Stakeholders attain power from:-
- Formal authority (manager, director etc)
- Organisational structures and procedures (particularly in bureaucracies)
- Control of decision processes (ability to influence the context of decision making - director's wife...)
- Control of knowledge and information (knowledge and information are sources of power as they are important to the achievement of competitive advantage)
- Boundary management (the ability to monitor and control transactions with other parties outside the organisation - brokers, secretaries, etc)
- Control of technology
Operational power is the ability to affect the operation of the firm.

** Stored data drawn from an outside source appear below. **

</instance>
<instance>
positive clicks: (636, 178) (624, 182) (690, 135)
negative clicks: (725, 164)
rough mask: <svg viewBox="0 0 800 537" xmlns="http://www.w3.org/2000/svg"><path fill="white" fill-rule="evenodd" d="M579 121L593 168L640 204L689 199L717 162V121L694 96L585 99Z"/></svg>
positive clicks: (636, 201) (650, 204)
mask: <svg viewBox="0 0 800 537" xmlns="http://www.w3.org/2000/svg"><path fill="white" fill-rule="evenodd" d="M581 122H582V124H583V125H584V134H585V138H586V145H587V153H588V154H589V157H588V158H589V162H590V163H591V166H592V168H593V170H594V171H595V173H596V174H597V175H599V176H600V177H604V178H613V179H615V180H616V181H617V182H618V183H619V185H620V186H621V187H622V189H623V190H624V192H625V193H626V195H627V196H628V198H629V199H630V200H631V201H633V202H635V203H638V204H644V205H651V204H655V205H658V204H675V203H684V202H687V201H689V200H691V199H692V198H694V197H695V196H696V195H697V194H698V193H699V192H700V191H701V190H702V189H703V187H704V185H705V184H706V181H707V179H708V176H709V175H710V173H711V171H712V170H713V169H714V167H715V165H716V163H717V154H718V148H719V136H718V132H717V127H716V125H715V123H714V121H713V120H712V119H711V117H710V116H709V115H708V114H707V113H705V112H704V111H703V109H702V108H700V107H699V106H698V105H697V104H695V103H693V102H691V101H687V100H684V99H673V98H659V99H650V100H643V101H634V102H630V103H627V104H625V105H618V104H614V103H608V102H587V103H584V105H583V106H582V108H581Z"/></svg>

Criteria power is the ability to influence decision making. The four quadrants are
- Arm's length power (power over rules of the game)
- Comprehensive Power (major shareholders of a firm)
- Operational Power (key groups of employees or suppliers of key materials/services)
- Disempowered (end customers for a niche product or staff with unmarketable skills)
...The salience of stakeholder claims. Salience == prominence, importance, significance. The interests of the most salient stakeholder feature most prominently in a manager's thoughts. A definitive stakeholder has the most salience and is the most significant stakeholder for any organisation.
Agle(1999) et al says salience results from:
- the power the stakeholder has over the actions of the organisation - their ability to influence decisions
- the legitimacy of their claim over the organisation, which can be based on moral or legal grounds
- the urgency with which an organisation feels it needs to satisfy stakeholder claims or respond to their demands
In organisations where only owners are salient, strategy will focus on shareholder value.